The overall cause specific mortality of these tumors is 13.3–32.6% and 21.6–38.6% at 5 and 10 years, respectively (6). In previously reported cases, the main independent prognostic factors with influence on survival have been age and stage at diagnosis (survival rates at 10 years vary between 100% for patients in stage I and 20% for those diagnosed at stage IV) (7).

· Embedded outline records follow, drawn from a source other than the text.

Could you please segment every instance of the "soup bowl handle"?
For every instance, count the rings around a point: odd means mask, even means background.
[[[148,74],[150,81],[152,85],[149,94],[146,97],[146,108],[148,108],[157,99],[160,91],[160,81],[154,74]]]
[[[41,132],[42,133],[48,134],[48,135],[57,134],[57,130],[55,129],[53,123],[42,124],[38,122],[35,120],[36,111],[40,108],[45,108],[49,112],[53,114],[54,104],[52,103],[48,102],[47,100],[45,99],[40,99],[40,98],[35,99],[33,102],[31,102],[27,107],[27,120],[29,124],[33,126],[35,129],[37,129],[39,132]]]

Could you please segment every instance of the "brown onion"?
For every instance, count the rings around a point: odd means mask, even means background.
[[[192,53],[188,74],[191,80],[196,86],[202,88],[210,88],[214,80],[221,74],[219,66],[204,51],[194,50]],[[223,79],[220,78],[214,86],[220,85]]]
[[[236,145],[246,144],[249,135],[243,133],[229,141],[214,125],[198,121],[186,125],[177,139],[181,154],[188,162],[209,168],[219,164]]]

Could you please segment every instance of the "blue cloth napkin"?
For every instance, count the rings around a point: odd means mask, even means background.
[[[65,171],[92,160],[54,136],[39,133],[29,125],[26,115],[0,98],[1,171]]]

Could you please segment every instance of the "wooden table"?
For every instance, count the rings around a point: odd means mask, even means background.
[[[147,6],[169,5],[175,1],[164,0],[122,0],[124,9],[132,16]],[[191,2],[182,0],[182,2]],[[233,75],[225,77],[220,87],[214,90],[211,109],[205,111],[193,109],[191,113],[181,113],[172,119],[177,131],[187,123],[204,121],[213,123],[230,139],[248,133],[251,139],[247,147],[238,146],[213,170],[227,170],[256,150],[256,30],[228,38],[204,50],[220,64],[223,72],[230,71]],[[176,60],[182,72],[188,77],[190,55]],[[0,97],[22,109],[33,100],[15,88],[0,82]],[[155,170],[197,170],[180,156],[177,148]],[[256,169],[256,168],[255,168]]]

The aim of the present study was to determine the demographic, clinical and pathological characteristics of MTC patients followed-up at the Portuguese Institute of Oncology Francisco Gentil (Lisbon, Portugal).
Materials and methods
The medical files of 140 patients with MTC who were diagnosed between 1990 and 2010 were reviewed in the present study. Cases were identified through the Portuguese South Regional Cancer Registry (Lisbon, Portugal) (http://www.ror-sul.org.pt/) and from the database of the Department of Endocrinology of the Portuguese Institute of Oncology Francisco Gentil. This study was approved by the Ethics Committee of our center. Written informed consent was obtained from patients submitted to genetic testing. Inclusion criterion was histological diagnosis of MTC, which was reviewed by pathologists at the Portuguese Institute of Oncology Francisco Gentil in those cases of patients who had been operated at other institutions. Familial cases subjected to prophylactic surgery and reported by the pathologists as C-cell hyperplasia were not included in the study. Screening of familial cases was performed by CT stimulation with pentagastrin until 1994, and by RET mutation analysis thereafter. Calcitonin assay was performed by different methods over the years, from July 1988 to July 2000: ELSA-hCT (CIS bio international, Gif-sur-Yvette, France); solid-phase two-site immunoradiometric assay (IRMA), Reference Interval (RI) <10 pg/ml; from July 2000 to June 2006: IRMA hCT (CIS bio international, Gif-sur-Yvette, France); IRMA, RI<10 pg/ml; from June 2006 to present time: Calcitonin Immulite 2000 (Siemens Healthcare Diagnostics, Llanberis, Gwynedd, United Kingdom); IRMA, RI <8.5 pg/ml. Tumor stages were defined according to the tumor-node-metastasis (TNM) classification (8): Stage I (T1, N0 and M0); stage II (T2, N0 and M0); stage III (T3, N0 and M0 or T1–3, N1a and M0); stage IVA (T4a, any N and M0 or T1-T3, N1b and M0); stage IVB (T4b, any N and M0); and stage IVC (any T, any N and M1). Biochemical cure (BC) following surgery was considered when the CT levels measured at 3–6 months following surgery were lower than the reference values. Recurrence was defined as the reappearance of high levels of CT or locoregional and/or distant metastasis following a period of no evidence of disease. Patients were classified based on their status at the last follow-up as succumbed to MTC, succumbed to other causes, alive without disease, alive with disease (biochemical or locoregional and/or distant metastasis) or not available for follow-up.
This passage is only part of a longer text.